Predictability in tax is a key matter for both countries to attract investments. Formalising businesses to increase the tax pool is called upon. How well the citizens feel taxes have benefitted them has a direct relationship with their willingness to pay taxes.
The government of Kenya has acknowledged a major trust deficit between the people and the government on the utilisation of public funds. The Rwandan government has done well in this area.
Exchange rate movements are also a headache for both countries. Rwanda and Kenya are net importers and have significant loans denominated primarily in USD. Exchange rate variances influence debt servicing (ultimately putting pressure on revenue collection) and also the ease and predictability of doing business relying on importation.
The Rwandan franc experienced a depreciation of 18.05% in 2023. This trend continued in the first quarter of 2024, but went down by the end of the year.
Between 2022 and January 2024, the Kenyan shilling experienced an approximate 22% depreciation which then followed an 18.5% appreciation (attributed to various factors, chief among them the bullet payment of the $2 billion euro bond, easing any fears of default).
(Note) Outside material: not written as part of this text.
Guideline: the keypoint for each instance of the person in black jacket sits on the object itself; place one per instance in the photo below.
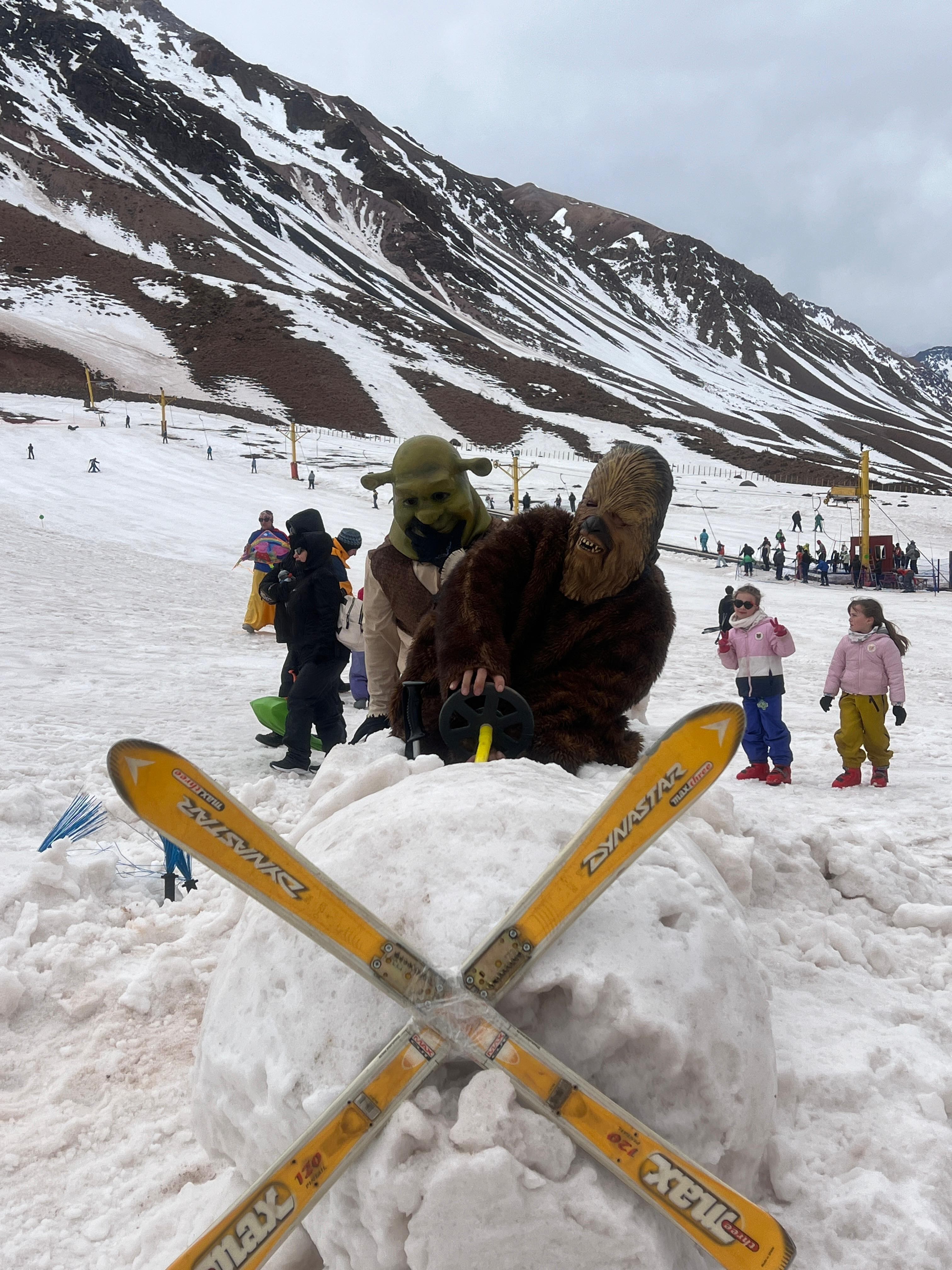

It has been stable around the $1 to KES 130 mark now for some months.
Both countries have managed to largely keep their reserves to above four months of import cover. But just how has Kenya managed to maintain a steady USD exchange rate? Is it diaspora remittances? Attractiveness as a destination for foreign direct investment? Tourism? Government to government agreements on fuel importation? Can Rwanda pick up a few good points from the Central Bank of Kenya and National Treasury?
Apart from economy, Rwanda shares various cultural aspects with Kenya including language. “Turi Hamwe” in Kinyarwanda means “we are together” and it has the same meaning among a number ofBantu tribes in Kenya.
A one-hundred-shilling note is called “igana” which again has the same meaning for a number of Bantu tribes in Kenya. As for head-to-head football matches, Kenya has won more, something that Rwanda would want to reverse!